Rękawice jakieś w domu jeszcze były a u Ciebie będę miała czyściutkie Jutro zrobię lepsze zdjęcia to pokażę bo nie dość, że problem z laptopem to jeszcze nata co chwilę wyłączają.
Dosadziłam ostróżkę białą i jeszcze coś ale nie pamiętam jak się nazywa Jak jechałam dzisiaj na zakupy to wypatrzyłam w polu rosło takie ładne coś, chyba jutro pójdę się temu czemuś przyjrzeć i ewentualnie wykopać jak mnie nikt nie pogoni
Ja po takich pochwałach to w jakiś samozachwyt popadnę
Brzózki uwielbiam chociaż wiem, że są śmieciuchy straszne ale wybaczam im bo swoim urokiem wynagradzają wszystko.
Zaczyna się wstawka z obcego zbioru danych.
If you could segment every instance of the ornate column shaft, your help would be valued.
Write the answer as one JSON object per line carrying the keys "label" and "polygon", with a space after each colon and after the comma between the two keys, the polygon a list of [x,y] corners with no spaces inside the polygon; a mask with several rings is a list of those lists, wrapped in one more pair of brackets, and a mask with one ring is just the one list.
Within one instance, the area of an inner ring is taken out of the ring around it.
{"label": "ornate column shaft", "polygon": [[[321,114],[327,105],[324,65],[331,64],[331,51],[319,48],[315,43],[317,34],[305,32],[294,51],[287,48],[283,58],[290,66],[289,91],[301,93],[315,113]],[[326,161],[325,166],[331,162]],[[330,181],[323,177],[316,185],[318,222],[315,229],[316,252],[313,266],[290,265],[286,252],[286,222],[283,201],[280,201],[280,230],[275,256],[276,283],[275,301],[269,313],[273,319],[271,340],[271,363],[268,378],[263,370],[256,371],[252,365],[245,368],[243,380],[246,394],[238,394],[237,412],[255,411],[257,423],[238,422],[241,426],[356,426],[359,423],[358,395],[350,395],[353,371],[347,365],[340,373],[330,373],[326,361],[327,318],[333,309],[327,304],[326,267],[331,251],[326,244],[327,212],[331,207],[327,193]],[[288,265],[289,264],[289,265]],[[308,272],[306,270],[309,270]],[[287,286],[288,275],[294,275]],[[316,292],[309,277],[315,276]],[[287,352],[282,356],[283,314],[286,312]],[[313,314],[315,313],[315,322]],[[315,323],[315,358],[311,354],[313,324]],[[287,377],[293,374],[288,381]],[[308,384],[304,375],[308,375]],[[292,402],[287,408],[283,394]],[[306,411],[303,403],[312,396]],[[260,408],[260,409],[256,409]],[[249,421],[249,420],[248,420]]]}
Mogłabym zrezygnować z innych drzew ale z brzózek nie
Jak się tylko Żon godzi to już połowa sukcesu, zadowolony będzie na pewno z efektu końcowego, a jeśli się Tobie podobają to nie ma się nad czym zastanawiać tylko plan wprowadzić w życie w razie bardzo dużego niezadowolenia zawsze można "zaokrąglić" kwadraty
To to nazywa się odętka wirginijska... a po ludowemu panieński welon.... Rozrasta się na boki i się wysiewa, wiec jak nie chcesz jej dużo to wycinaj kwiatostany...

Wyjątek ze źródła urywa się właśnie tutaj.